Haul KH Muhammad Utsman Al Ishaqy RA ke 42
Suarabamega25.com, Probolinggo - Haul KH Muhammad Utsnam Al Ishaqi ke 42, Mursyid Thoriqoh Naqsabandiyah dan Qodiriyah juga dibarengkan dengan Haul Syeh Abdul Qadir Al Jilani dan Maulud Akbar Nabi SAW. Acara dimulai srjak Senin 19 R. Awwal 1446 ( 23 September 2024 ) di Musholla PonPes Roudlotul Muttaqien
Jl. Sukun triwung lor, Kademangan, Probolinggo Jatim. Dibuka sejak 07:00 dengan Khotmul Qur'an bil Ghoib. Bersambung pada 18:00 : Takhtim al - Qur'an bil Ghoib dan 20:00 : Festival Hadrah Banjari.
Puncak haul di gelar pada Selasa 20 R. Awwal 1446 ( 24 September 2024 ) di Musholla & Halaman PonPes Roudlotul Muttaqien
Jl. Sukun triwung lor, Kademangan, Probolinggo Jatim. 07:00 - 17:00 : Dzikir Fida'. Pada 17:30 : Sholat Maghrib berjamaah.Sedari 18:00 : Istighotsah & Yasin.18:30 : Sholat Isya' berjamaah.
19:00 : Puncak Maulid Akbar & Haul 42 dengan menghadirkan pembicara Habib Jindan bin Novel Salim Jindan (Al Fachriyyah Tamgerang) dan 21:30 : Festival ISHARI.
KH Utsman Al Ishaqi, salah seorang kiai besar asal Jatipurwo Surabaya.
Kiai Muhammad Utsman merupakan Mursyid thariqah Qadiriyah Wa Naqsyabandiyah yang didapatnya dari sang guru saat di Rejoso yakni KH Romli Tamim.
KH Utsman Al Ishaqi juga penggagas pembacaan manaqib yang kini banyak memiliki jamaah, tak hanya manaqib KH Utsman Al Ishaqi juga penggagas haul.
Beliau lahir di Surabaya pada Rabu di bulan Jumadil Akhir 1334 H, atau April 1916. Ayahnya bernama KH Muhammad Nadi dan ibunya adalah Hj Surati.

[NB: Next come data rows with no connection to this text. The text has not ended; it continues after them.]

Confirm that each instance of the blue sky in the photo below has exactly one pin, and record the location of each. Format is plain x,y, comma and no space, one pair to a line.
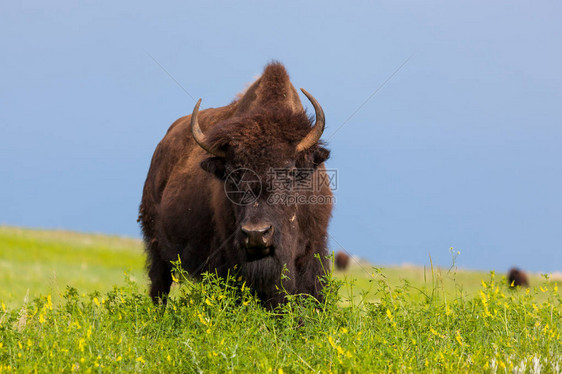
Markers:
461,148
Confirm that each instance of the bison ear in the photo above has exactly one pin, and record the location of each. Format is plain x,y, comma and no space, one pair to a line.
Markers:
215,166
320,155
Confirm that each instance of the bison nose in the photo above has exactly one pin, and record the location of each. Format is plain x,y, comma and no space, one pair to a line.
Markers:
257,236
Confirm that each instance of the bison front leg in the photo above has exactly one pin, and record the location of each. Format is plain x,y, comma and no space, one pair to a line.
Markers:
160,274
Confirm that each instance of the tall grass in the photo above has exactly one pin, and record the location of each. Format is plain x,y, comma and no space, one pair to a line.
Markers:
217,325
370,320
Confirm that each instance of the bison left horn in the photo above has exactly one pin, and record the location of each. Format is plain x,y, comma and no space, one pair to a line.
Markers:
198,135
314,135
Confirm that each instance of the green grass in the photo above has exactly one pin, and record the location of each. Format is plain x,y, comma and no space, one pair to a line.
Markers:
35,262
397,320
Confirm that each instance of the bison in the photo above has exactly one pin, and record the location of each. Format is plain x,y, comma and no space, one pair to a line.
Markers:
341,260
225,192
517,277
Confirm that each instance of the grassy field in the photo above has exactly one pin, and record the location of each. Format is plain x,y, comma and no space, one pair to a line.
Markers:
76,302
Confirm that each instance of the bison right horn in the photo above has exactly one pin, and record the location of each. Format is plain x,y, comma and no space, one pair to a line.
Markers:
198,135
314,135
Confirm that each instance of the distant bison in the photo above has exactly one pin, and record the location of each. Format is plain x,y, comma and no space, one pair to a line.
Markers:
341,260
225,192
517,277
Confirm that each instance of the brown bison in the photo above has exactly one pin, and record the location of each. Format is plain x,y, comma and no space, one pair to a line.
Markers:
517,277
225,192
341,260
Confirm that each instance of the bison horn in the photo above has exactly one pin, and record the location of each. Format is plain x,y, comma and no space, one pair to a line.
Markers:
198,135
314,135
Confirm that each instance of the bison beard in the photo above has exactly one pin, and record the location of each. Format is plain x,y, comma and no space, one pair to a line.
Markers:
185,211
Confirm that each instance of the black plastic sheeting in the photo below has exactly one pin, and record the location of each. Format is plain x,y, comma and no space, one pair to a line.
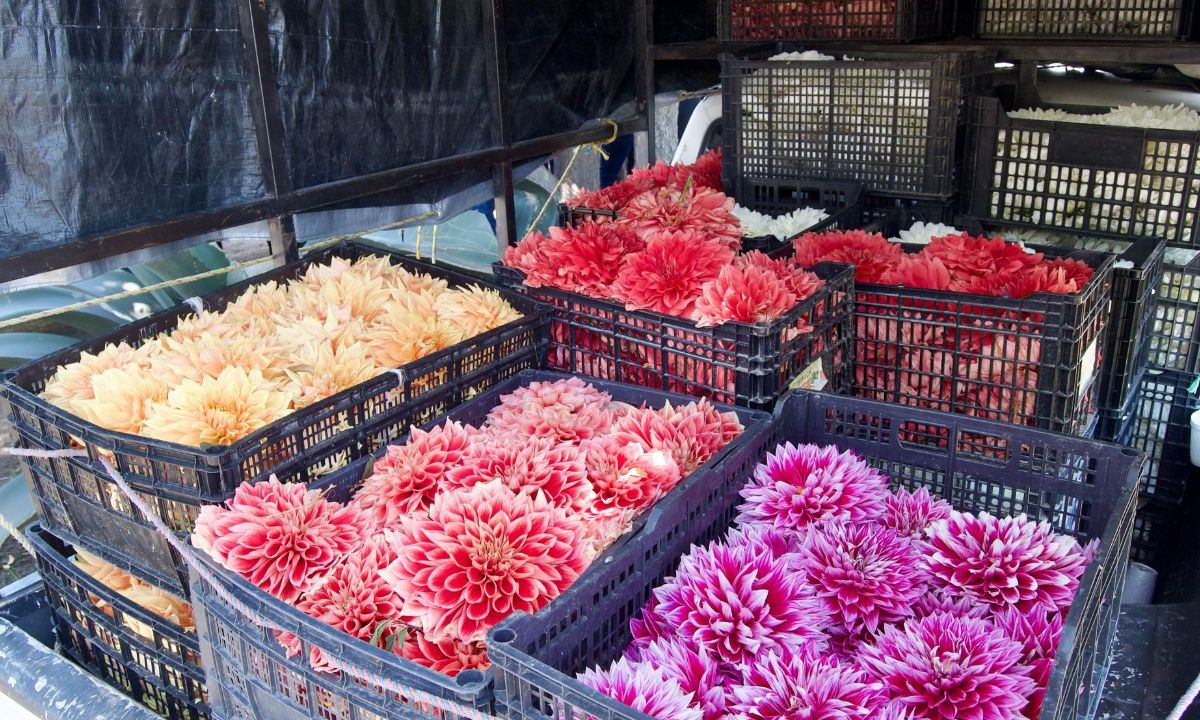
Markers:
117,113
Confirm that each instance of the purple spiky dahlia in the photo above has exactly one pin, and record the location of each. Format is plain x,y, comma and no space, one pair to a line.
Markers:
1007,561
803,687
911,513
947,667
643,688
865,574
799,485
738,603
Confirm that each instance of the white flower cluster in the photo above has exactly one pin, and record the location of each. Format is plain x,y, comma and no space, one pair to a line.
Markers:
1176,117
757,225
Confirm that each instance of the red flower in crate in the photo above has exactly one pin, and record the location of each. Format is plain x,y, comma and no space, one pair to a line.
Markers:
481,555
280,538
945,667
1005,562
667,275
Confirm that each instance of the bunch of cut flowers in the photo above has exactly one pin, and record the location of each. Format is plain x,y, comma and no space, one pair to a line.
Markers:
461,526
838,598
279,347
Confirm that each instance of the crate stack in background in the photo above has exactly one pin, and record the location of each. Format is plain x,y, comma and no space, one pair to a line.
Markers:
85,516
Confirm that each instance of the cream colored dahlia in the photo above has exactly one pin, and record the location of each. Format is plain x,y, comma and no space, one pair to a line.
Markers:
217,411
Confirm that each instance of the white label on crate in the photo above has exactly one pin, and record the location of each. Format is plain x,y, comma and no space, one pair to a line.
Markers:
1089,367
810,378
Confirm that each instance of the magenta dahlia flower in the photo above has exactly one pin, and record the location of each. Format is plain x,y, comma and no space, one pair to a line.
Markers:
667,275
570,411
696,671
739,603
447,655
745,294
805,484
865,574
803,685
534,466
407,477
909,513
279,537
1009,561
946,667
481,555
643,688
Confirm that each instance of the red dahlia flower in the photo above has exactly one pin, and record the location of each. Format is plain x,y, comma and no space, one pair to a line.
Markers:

Menurut silsilah, KH Utsman Al Ishaqi masih memiliki garis keturunan dengan Sunan Giri dari sang ibu.
Sedangkan dari garis keturunan ayah, KH Utsman Al Ishaqi bersambung dengan Sunan Gunung jati. Itulah mengapa nama ada Al Ishaqi, karena sebagai wujud tabarukan atau mencari berkah dari Walisongo.
Sejak kecil KH Utsman Al Ishaqi sudah menampakkan Keistimewaan pada dirinya. Beliau memiliki karomah di waktu masih berikut sekitar 13 tahun.
KH Utsman Al Ishaqi bisa melihat ka'bah secara langsung dari rumahnya di Jatipurwo Surabaya.
Pada awalnya, KH Utsman tidak percaya dan menganggap itu hanyalah mimpi, namun setelah berkaki-kali dilihat ternyata itu bukanlah mimpi.
Perjalanan beliau menuntut ilmu di pesantren dimulai sejak saat KH Utsman tidak pulang-pulang ketika selesai belajar di madrasah.
Ternyata beliau mendatangi sebuah pesantren di bawah asuhan Kiai Khozin Siwalan Panji. Beliau pergi ke pesantren tersebut hingga larut malam tidak pulang.
Hingga pada akhirnya orangtua beliau memondokkan KH Utsman di sana untuk banyak menimba ilmu agama kepada KH Khozin.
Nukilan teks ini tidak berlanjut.